Ravindra Dattatraya Yeole

VALIDATED CHIRAL LC METHOD FOR DEXRABEPRAZOLE ON REVERSE PHASE AMYLOSE BASED STATIONARY PHASE

A simple, rapid and robust LC method was developed and validated for the enantiomeric separation of dexrabeprazole in bulk drug and formulation. The enantiomers of dexrabeprazole were resolved on a Chiralpak AD-RH (amylose based stationary phase) column using a mobile phase consisting of water: acetonitrile (50:50, v/v) at a flow rate of 0.5 ml min -1. The resolution between the enantiomers was found to be more than 1.5 in optimized method. The developed method was extensively validated and proved to be robust. The calibration curve for (S)-enantiomer showed excellent linearity over the concentration range of 0.05 µg ml-1 (LOQ) to 1 µg ml-1. The limit of detection and limit of quantification for (S)-enantiomer were 0.015 µg ml -1 and 0.05 µg ml-1, respectively. The percentage recovery of the (S)-enantiomer ranged between 97 to 101 % in bulk drug samples of dexrabeprazole. The proposed method was found to be suitable and accurate for quantitative determination of (S)-enantiomer in bulk drug substance.

Simultaneous determination of zidebactam and cefepime in dog plasma by LC-MS/MS and its application to pre-clinical pharmacokinetic study

A precise and accurate liquid chromatography-tandem mass spectrometric (LC-MS/MS) bioanalytical method has been developed and validated for the simultaneous quantification of zidebactam (ZID) and cefepime (FEP) in dog plasma. Ceftazidime was used as an internal standard. Protein precipitation method was used as sample preparation approach. The calibration curve obtained was linear (r ≥ 0.99) over the concentration range 0.156-80 μg/mL for ZID and 0.312-160 μg/mL for FEP. The method was validated as per US Food and Drug Administration guidelines and the results met the acceptance criteria. A run time of 3.5 min for each sample made it possible to analyze the maximum number of samples per day. The proposed method was successfully applied for pharmacokinetic study in beagle dogs.

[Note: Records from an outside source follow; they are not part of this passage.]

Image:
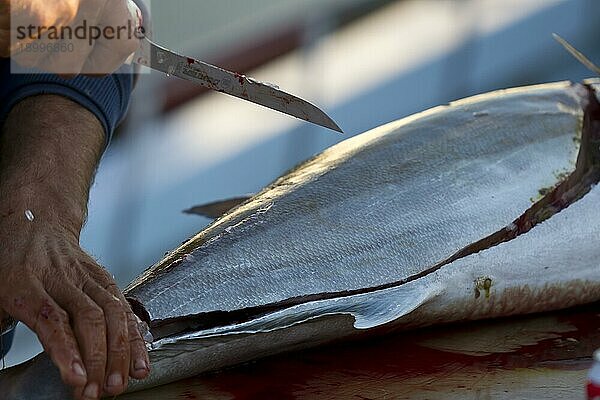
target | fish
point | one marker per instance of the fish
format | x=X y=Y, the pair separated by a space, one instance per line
x=482 y=208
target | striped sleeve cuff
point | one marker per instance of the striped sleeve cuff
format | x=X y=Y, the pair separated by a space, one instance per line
x=107 y=97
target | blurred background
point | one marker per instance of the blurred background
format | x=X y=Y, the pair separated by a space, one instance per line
x=365 y=62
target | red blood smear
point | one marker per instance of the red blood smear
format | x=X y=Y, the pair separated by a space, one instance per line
x=393 y=358
x=188 y=395
x=593 y=391
x=240 y=78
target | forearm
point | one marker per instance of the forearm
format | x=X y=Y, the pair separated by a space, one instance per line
x=49 y=149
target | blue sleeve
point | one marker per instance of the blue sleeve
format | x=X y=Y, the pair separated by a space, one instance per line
x=107 y=97
x=6 y=341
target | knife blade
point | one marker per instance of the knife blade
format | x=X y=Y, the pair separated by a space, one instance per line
x=164 y=60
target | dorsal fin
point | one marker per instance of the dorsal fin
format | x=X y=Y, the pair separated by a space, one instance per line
x=218 y=208
x=577 y=54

Development and Validation of the Chiral Liquid Chromatography Method for Separation of Enantiomeric Impurity in Novel Oxazolidinone Antibacterial Agent WCK 4086

A highly stereo-specific liquid chromatographic method was developed and validated for the quantification of enantiomeric impurity (R-enantiomer) in novel oxazolidinone antibacterial agent (WCK 4086), a drug substance. The separation was achieved on Chiralpak AD-H (amylose-based chiral stationary phase) using a mobile phase consisting of n-hexane:2-propanol:methanol:trifluoroacetic acid (80:10:10:0.4, v/v/v/v) at a flow rate of 1.0 mL min-1. Chromatographic resolution between two enantiomers was found to be more than 2.0. Method was extensively validated for the quantification of R-enantiomer in WCK 4086 and proved to be robust. Method was found to be highly specific as all other related impurities were separated from the enantiomers. The calibration curve for R-enantiomer showed an excellent linearity over the concentration range of 1-5 μg mL-1. Limit of quantitation (LOQ) and limit of detection (LOD) for R-enantiomer were 0.009 μg and 0.003 μg, respectively. Average recovery of the R-enantiomer was in the range of 94.55-109.67%. Analytical solutions were found to be stable up to 70 h at room temperature. Developed method was found to be specific, sensitive, precise and accurate for quantitative determination of R-enantiomer in WCK 4086 and useful for controlling the enantiomeric impurity in drug substance used for preclinical studies.

ENANTIOMERIC LC SEPARATION OF METOLAZONE ON AMYLOSE BASED SORBENT

A simple, rapid and robust LC method was developed and validated for the enantiomeric separation of metolazone. The enantiomers of metolazone were resolved on a Chiralpak AD-H (amylose based stationary phase) column using a mobile phase consisting of Hexane: 2-propanol: Methanol: Acetic acid (80:10:10:0.2, v/v) at a flow rate of 1.0 mLmin -1. The resolution between the enantiomers was found to be not less than 3.0 in optimized method. The presence of acetic acid in the mobile phase played an important role, in enhancing chromatographic efficiency and resolution between the enantiomers. The developed method was extensively validated and proved to be robust. The calibration curve for enantiomers showed excellent linearity over the concentration range of 5mgmL-1 to 50mgmL-1. The limit of detection and limit of quantification for enantiomers were 0.05 and 0.16 mgmL-1, respectively. The proposed method was found to be suitable and accurate for quantitative determination of enantiomers in bulk drug substance.